In 2017 Apple changed the security requirements for all apps in the app store. The Lucity Mobile app was updated to meet these same requirements. The changes are that your server that is running the Lucity Mobile Server:
• Must use SSL
• Must be using a certificate with strong encryption
• Must support TLS 1.2
• Must be configured for perfect forward secrecy
If you do not meet these requirements the Lucity Mobile iOS app will attempt to connect to your mobile server but will ultimately fail.
With this setup, you can either use a DMZ server or an internal server with the tablet using a VPN to access the network. Either of these options is acceptable, but both still require the use of SSL. If you are not using SSL, you will need to configure or procure and configure a certificate. Once you have the certificate configured you will need to make sure you meet the other requirements (TLS 1.2 and perfect forward secrecy).
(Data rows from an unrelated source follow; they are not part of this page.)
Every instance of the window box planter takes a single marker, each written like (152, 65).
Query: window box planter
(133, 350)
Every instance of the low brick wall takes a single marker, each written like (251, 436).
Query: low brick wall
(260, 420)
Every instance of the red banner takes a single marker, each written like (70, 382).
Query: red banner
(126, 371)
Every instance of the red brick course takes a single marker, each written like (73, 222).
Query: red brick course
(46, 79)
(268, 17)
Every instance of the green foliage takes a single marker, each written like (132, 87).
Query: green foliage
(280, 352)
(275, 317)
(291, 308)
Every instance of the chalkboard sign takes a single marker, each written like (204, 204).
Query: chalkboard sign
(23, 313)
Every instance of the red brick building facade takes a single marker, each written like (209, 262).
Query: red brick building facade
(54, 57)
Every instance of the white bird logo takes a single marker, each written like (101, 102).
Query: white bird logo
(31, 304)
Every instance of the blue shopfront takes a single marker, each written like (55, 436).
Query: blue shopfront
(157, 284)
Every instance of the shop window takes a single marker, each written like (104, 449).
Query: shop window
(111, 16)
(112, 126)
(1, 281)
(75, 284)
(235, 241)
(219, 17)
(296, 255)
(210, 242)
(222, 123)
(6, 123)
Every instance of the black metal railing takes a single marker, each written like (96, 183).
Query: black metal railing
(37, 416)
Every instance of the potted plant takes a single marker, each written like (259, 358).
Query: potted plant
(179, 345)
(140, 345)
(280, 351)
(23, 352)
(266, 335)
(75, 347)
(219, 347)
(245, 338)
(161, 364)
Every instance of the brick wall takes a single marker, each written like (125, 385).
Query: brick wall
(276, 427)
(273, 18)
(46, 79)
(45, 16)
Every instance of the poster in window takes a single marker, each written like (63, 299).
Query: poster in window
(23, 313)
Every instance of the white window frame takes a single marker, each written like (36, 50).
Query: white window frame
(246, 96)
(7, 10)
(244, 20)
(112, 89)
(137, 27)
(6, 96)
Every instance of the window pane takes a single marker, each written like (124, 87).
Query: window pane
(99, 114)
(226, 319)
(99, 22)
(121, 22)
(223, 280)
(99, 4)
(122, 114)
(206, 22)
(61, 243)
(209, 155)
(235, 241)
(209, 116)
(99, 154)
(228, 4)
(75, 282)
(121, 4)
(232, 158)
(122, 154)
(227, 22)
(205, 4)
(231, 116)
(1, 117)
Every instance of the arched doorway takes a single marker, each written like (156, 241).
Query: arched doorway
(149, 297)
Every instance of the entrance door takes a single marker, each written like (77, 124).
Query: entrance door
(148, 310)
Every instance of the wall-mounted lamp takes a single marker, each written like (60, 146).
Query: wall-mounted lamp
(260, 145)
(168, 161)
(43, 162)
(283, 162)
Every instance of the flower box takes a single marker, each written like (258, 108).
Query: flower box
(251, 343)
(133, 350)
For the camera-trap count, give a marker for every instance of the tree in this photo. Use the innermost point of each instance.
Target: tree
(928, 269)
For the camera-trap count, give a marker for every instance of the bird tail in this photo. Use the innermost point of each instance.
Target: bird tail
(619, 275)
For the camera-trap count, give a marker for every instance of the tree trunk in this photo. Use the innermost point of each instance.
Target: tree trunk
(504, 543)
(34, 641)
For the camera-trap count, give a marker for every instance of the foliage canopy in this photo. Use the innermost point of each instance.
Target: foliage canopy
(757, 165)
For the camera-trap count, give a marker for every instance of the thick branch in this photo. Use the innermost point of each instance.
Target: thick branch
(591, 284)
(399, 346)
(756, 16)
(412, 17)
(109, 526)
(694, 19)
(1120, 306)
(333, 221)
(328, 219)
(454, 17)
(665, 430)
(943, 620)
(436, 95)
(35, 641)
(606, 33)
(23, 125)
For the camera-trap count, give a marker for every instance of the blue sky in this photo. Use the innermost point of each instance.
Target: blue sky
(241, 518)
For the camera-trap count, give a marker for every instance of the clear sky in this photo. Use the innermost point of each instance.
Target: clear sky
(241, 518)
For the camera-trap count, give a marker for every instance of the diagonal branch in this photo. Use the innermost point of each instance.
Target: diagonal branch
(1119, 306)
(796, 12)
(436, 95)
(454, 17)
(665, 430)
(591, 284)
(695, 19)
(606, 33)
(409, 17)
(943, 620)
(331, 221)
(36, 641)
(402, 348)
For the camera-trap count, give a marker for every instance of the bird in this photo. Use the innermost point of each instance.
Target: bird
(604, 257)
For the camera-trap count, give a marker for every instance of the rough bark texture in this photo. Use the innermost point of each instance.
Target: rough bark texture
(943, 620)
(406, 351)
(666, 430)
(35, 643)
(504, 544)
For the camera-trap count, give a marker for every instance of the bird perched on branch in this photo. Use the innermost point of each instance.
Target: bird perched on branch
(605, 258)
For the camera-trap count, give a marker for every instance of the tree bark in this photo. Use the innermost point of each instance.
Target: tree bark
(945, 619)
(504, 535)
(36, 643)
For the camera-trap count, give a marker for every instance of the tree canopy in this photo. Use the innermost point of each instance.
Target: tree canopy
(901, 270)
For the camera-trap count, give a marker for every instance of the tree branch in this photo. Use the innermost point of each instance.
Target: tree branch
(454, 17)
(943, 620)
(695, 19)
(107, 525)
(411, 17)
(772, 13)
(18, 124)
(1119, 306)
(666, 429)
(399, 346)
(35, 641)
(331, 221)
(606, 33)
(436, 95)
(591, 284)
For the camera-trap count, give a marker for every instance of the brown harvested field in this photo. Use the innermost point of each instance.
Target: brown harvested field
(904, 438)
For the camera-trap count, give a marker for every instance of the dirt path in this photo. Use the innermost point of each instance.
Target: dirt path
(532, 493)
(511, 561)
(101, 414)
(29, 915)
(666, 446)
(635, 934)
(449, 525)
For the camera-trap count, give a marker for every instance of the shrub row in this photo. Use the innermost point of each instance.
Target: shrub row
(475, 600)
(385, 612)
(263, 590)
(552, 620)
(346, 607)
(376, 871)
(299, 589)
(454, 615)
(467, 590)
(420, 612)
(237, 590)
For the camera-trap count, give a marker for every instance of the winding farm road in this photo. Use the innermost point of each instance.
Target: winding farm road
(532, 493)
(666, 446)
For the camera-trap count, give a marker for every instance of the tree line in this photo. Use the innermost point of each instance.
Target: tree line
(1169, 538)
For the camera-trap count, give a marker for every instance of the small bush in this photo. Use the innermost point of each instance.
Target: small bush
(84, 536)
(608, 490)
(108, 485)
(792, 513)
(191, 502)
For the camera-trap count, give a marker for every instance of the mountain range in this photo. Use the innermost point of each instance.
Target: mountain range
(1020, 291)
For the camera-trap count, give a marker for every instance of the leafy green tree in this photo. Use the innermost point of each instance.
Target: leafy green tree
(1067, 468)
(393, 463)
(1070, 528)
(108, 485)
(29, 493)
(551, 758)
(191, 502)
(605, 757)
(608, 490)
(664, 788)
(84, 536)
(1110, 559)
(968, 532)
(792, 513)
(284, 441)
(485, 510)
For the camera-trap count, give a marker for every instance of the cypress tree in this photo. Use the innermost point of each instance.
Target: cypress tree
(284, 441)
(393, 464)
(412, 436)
We are particularly fond of a tool called IIS Crypto which is discussed in this blog post for making sure your IIS SSL configuration is secure and meets the minimum requirements: https://scotthelme.co.uk/getting-an-a-on-the-qualys-ssl-test-windows-edition/
Alternately, here are some other articles on configuring TLS 1.2 and perfect forward secrecy.
- TLS 1.2 (Note this is probably only relevant on Windows 2008r2 because it should be enabled already on 2012 and 2012r2): https://support.quovadisglobal.com/kb/a433/how-to-enable-tls-1_2-on-windows-server-2008-r2.aspx
- Perfect Forward Secrecy (this only handles minimal configuration, the IIS Crypto tool goes beyond this): https://technet.microsoft.com/en-us/library/security/3042058
It is very important that you also make sure that your GIS Map Services are also SSL and that the server used for these services also meets the minimum configuration.